And there's only one place I know where I can keep her safe and out of view. Somewhere no one will come looking for her.
The irony isn't lost on me. The danger of it, too.
I’m taking Rona home to Saltford Bay.
To my lair.
Chapter Five
Rona
I’msotiredrightnow that my head is about to explode, and yet I can’t close my eyes for more than a few seconds at a time.
I don’t even know where we’re going. For some strange reason, I don’t really care. Darhg makes me feel safe, and I’ll take it, even if safety is an illusion right now.
Sometimes a girl needs to be delusional for a bit.
“We’re here,” he says without so much as glancing in the rearviewmirror.
I glue my face to the window, suddenly wide awake.
The headlights carve through the swirling snow like knives, cutting a path through the darkness as Darhg's SUV crunches onto a long snow-rimmed gravel drive. I crank my neck, trying to make out our destination through the blowing flakes, but all I can see is the dark outline of a single-story building against the snow-covered land.

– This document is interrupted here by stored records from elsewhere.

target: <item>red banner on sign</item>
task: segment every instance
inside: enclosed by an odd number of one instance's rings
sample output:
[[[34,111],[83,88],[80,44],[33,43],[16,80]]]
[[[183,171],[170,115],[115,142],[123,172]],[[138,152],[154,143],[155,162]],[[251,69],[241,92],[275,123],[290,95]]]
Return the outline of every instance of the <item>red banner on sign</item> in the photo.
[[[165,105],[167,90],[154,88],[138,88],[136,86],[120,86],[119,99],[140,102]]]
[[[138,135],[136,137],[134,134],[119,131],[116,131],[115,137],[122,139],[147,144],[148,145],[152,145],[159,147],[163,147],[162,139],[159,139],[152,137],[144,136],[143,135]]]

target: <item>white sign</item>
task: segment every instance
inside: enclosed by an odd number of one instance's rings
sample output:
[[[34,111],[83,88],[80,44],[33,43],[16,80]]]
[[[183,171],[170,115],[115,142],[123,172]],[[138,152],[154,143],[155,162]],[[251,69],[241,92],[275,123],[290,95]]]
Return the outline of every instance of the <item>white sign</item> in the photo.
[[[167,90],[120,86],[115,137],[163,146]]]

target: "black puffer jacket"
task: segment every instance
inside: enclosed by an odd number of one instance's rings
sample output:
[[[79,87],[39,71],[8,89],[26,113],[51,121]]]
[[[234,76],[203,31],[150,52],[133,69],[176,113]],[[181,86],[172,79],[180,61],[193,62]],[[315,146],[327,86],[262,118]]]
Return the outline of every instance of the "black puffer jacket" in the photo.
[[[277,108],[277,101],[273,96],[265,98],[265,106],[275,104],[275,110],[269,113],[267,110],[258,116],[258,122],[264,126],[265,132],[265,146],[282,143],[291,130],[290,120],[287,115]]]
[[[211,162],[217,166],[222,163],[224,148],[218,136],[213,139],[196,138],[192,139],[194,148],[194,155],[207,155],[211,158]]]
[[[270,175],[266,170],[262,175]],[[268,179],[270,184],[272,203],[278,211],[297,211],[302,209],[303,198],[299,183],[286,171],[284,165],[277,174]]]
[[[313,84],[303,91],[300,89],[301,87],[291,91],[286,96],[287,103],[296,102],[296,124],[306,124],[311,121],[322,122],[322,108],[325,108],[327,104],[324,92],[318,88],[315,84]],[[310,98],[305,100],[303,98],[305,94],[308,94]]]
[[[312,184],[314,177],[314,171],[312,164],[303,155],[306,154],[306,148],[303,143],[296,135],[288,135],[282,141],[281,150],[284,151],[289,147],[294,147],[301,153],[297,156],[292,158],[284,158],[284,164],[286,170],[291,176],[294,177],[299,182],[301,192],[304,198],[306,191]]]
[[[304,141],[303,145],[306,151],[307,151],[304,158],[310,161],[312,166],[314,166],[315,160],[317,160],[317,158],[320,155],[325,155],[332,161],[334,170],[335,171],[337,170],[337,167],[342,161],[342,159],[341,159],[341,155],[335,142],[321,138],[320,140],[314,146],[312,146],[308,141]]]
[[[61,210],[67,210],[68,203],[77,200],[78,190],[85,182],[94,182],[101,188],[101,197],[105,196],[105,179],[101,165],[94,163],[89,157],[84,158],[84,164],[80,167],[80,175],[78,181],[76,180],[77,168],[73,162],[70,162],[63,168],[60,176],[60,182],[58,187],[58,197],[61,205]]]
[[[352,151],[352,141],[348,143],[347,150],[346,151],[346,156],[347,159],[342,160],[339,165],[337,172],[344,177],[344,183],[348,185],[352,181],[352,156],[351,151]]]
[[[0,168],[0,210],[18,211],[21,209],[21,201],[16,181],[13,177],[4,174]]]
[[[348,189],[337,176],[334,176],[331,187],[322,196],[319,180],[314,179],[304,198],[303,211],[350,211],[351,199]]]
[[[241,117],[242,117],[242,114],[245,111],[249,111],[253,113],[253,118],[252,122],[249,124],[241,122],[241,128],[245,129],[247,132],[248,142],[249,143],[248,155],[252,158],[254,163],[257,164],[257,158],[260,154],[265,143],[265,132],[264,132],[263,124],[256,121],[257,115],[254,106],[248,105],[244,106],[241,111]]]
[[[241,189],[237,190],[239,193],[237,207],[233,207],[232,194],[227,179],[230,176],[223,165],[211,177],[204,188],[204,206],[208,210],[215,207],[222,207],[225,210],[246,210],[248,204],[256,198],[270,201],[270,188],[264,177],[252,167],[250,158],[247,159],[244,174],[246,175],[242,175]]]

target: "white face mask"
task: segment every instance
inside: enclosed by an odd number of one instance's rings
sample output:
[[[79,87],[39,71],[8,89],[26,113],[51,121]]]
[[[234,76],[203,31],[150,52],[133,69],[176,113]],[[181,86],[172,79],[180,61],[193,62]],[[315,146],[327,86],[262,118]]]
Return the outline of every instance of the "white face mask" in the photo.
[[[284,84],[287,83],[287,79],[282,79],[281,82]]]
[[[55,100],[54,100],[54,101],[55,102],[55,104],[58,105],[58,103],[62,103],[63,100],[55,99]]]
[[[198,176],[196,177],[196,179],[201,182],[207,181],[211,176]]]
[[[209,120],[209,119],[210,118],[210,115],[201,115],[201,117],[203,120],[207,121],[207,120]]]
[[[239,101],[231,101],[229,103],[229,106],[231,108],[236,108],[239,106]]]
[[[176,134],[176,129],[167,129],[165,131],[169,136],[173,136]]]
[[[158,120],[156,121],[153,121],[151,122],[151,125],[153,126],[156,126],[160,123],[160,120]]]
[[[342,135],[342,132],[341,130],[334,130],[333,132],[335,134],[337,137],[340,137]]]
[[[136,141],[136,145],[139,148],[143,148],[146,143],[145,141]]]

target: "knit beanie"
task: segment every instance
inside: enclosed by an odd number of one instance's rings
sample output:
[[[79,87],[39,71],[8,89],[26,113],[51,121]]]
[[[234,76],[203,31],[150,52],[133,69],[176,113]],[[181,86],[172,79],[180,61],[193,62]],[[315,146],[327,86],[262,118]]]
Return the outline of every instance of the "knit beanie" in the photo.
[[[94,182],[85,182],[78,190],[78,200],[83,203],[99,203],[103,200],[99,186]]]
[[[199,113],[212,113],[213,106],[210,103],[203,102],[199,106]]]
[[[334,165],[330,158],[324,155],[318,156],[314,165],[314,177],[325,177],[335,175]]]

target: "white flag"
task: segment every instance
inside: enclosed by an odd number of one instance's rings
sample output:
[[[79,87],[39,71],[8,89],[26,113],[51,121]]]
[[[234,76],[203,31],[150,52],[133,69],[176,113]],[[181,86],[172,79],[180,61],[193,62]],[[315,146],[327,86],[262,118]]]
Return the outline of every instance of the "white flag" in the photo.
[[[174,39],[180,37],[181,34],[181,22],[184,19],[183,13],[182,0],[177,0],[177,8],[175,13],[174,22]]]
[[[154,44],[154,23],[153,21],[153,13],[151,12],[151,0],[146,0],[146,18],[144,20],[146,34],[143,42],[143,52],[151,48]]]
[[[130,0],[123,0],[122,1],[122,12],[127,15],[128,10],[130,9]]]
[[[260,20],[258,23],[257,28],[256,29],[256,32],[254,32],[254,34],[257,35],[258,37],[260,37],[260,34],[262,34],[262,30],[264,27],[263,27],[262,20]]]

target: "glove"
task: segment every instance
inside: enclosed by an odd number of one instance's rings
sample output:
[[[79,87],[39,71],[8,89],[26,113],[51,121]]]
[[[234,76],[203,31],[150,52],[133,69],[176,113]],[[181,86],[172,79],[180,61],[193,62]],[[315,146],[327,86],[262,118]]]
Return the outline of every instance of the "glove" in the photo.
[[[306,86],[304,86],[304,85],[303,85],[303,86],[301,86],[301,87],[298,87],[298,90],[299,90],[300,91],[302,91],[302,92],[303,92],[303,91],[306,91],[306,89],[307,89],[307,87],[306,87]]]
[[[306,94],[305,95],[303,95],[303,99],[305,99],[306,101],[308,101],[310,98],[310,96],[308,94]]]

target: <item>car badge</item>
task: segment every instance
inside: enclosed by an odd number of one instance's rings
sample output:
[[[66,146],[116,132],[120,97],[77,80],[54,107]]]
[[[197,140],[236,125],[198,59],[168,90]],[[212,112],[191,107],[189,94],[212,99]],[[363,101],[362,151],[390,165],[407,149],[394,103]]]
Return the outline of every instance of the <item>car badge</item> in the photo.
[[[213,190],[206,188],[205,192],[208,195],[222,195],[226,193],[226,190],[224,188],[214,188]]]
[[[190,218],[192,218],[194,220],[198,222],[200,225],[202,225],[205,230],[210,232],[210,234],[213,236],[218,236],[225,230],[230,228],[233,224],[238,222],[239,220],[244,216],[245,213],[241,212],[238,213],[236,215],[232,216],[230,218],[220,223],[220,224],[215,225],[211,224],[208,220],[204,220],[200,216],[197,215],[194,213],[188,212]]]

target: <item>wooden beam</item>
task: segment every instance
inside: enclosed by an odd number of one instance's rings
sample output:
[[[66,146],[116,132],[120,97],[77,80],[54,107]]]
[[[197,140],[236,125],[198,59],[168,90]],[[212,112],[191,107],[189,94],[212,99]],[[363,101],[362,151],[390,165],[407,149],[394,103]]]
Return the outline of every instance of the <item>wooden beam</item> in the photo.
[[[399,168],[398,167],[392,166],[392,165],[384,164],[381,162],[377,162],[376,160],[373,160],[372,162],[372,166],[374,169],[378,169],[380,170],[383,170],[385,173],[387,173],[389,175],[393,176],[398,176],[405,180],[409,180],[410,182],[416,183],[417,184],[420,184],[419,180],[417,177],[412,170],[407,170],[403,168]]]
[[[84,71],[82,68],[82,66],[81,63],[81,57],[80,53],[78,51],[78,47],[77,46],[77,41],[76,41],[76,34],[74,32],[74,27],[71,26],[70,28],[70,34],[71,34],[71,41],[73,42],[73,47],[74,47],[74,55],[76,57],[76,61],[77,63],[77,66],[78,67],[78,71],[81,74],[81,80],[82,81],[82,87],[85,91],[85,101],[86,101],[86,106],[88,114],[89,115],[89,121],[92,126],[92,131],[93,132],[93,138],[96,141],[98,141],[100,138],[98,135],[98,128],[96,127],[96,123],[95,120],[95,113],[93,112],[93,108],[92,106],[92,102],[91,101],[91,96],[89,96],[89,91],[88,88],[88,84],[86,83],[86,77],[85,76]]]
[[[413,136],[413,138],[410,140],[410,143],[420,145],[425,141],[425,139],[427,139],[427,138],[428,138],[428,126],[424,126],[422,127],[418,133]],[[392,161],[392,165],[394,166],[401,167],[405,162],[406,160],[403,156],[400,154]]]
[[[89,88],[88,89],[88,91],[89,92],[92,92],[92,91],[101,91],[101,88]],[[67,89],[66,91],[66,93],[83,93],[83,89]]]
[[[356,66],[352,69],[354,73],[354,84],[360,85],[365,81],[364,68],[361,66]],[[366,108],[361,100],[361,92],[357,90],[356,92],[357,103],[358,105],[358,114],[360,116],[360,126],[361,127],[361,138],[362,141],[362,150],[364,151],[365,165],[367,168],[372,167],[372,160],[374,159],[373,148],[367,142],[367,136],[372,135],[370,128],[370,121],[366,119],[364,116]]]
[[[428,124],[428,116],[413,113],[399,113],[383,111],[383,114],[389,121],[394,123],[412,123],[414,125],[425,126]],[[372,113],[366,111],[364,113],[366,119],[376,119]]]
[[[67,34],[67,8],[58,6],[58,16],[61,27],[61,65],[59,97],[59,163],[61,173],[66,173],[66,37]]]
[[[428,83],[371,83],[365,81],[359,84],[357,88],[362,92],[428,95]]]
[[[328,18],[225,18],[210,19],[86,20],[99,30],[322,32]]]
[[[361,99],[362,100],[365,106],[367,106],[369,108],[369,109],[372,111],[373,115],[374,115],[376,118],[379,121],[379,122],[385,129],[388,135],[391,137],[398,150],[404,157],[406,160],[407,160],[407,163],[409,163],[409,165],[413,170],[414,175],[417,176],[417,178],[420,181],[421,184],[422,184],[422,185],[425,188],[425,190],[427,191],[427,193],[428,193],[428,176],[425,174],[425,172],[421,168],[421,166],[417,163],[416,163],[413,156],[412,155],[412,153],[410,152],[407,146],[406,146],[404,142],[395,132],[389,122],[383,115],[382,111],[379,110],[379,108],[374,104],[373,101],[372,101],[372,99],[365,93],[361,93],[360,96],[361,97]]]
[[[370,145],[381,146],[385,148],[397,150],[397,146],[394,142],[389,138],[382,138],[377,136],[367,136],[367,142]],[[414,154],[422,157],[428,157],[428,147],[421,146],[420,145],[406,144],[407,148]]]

When Darhg cuts the engine, the only sound around is the relentless howling of the wind through the towering pines. The house, or more like the cabin, sits on a small clearing surrounded by a forbidding-looking forest. It looks impossibly small and isolated. Vulnerable.
I try to suppress a shudder of apprehension, but I don’t quite manage it. He turns to me, his amber eyes reflecting the light.
“Wait here.”
“Sir, no, sir,” I scoff, immediately reaching for the door handle. “No way I’m staying behind in the dark like that. I’ve seen enough horror movies to know what happens if I do.”
“Do you have to be this difficult?” Darhg asks, his brows furrowed in a scowl, his lips pressed together, making the white of his tusks even more striking. He looks so severe and stern like this. Something churns low in my belly at the authority in his gaze, and I press my thighs together in an instinctive gesture. Darhg’s nostrils flare. For just a fraction of a second, so fast I’m not even sure I didn’t dream it, his eyes blaze red, as if lit from inside. Then they go back to theirmesmerizing amber color.
“It’s a talent of mine,” I chirp, trying to divert from my body’s unwanted and totally embarrassing reaction.
Darhg growls—actually growls—as he glares at me. I’m pretty sure he expects me to whimper like a scared puppy, but I just give him my brightest smile, and he shakes his head in defeat.
“Stay behind me, then.”
“Sir, yes, sir.”
He growls again, shaking his head, and I’ll be damned if the corner of his mouth doesn’t lift just a little. So he’s not totally humorless.
Once we’re outside, the cold steals my thoughts. Our breaths are puffs of white in the frigid air, and I pull his oversized hoodie tighter around my head, shivering in my too-thin city coat. It takes me a single second to wish I’d packed boots and mittens, but I had so little time and I was so frazzled that I didn’t even think of the weather.
Not that a Georgia girl knows anything about this kind of frozen hellhole anyway. This weather is simply barbaric. For a fleeting instant, I almost tell Darhg to bring me back to face the vultures of the press instead. Then I regain my sanity enough to follow the towering ogre through the cleared driveway and to the front porch.
"Where are we?" I ask, but he either ignores me or doesn’t hear me as he walks toward the dark cabin with that silent, predatory grace that makes my pulse skip.
"Somewhere safe," he finally says without looking back.
The cabin looks like something out of a fairy tale, all rough-hewn logs and stone chimney, nestled against the pine forest like it grew there naturally. But it's completely dark, no welcoming glow in the windows, no smoke rising from the chimney. Just a cold, empty shell perched above the frozen land.
Darhg unlocks the front door and gestures for me to go inside. I automatically reach for the wall switch, but nothing happens when I flip it.
"Power's off," he explains, moving past me with the kind of confidence that comes from knowing a place in complete darkness. "Generator needs to be turned on first."
I stand awkwardly in the entryway, listening to him move around in what I assume is the kitchen, judging by the faint light shining from a nearby window. There's the sound of a cupboard opening, then the scrape of a match, and suddenly warm golden light blooms from an old-fashioned oil lamp.